In this case, the jury found that respondents were negligent, but that respondents' negligence was not the proximate cause of Mrs. Taylor's injuries. During the trial, appellants argued that respondents negligently failed to signal the turn, to equip the earthmover with turn signals, to look before turning, to equip the earthmover with a rearview mirror, and to have an escort car. A finding of negligence on any of the alleged grounds would require a finding of actual causation. Mrs. Taylor would have been forewarned of Silva's intent to turn if Silva had signaled or if there had been an escort car. Silva would have been aware of Mrs. Taylor's presence if he had looked. Failure to take such precautions was a substantial factor in bringing about the accident and injuries. According to Mrs. Taylor's unrefuted testimony, she was in perfect physical health prior to the accident. Cf. Fox v. Cusick, 91 Nev. 218, 523 P.2d 466 (1975) (pre-existing back condition).

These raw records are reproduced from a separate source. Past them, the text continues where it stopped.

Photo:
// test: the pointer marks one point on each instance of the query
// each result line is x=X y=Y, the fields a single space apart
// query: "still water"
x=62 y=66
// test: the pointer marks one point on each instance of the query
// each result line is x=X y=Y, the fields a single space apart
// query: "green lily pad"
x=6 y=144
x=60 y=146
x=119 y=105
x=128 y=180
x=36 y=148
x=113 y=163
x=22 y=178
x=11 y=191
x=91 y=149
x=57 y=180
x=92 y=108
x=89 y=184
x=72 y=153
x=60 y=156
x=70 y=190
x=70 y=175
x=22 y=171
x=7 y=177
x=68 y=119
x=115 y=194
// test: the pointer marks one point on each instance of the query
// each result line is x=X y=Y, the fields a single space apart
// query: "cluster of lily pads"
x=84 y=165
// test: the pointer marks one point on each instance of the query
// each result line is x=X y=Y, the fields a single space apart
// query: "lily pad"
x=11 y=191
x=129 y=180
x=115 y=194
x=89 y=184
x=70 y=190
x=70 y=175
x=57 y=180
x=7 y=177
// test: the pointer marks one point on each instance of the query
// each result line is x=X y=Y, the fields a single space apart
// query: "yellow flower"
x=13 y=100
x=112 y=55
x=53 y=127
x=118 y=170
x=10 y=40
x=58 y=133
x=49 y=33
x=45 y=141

"Proximate cause is any cause which in natural and continuous sequence, unbroken by any efficient intervening cause, produces the injury complained of and without which the result would not have occurred." Mahan v. Hafen, 76 Nev. 220, 225, 351 P.2d 617, 620 (1960); Drummond v. Mid-West Growers, 91 Nev. 698, 542 P.2d 198 (1975). A negligent defendant is responsible for all foreseeable consequences proximately caused by his or her negligent act. See e.g., Price, supra; Nevada Transfer & Warehouse Co. v. Peterson, 60 Nev. 87, 99 P.2d 633 (1940). There was no intervening force between respondents' negligence and the collision. The type of harm was foreseeable. Contributing fault, if any, on Mrs. Taylor's part could reduce her recovery under the doctrine of comparative negligence, but does not negate a finding that respondents' negligence was a proximate cause of her injuries. The jury was adequately instructed on the concept of proximate cause.[2] If the *972 jury had correctly applied the law, it could not have found an absence of proximate cause.[3] Consequently, the case is remanded for a new trial.

In light of our disposition of this case, we decline to address the other issues raised on appeal.

MOWBRAY, C.J., and THOMPSON, GUNDERSON and MANOUKIAN, JJ., concur.

NOTES

[1] Kelly Hiatt was Silva's employer.

[2] Instruction No. 22:

The term "proximate cause" means a cause which, in a direct unbroken sequence, produces the damage complained of, and without which the damage would not have occurred. Negligence is the proximate cause of the damage when the damage is the natural or probable result of the negligence. Such negligence need not be the only cause, but it must be one of them, and such as might have been reasonably foreseen as leading to damage of the general nature claimed in this case.

[3] A general verdict in favor of respondents may be correct if, for example, Mrs. Taylor's negligence was greater than respondents' negligence, NRS 41.141(1). It is possible that the jury disregarded or did not understand the difference between proximate cause and comparative negligence.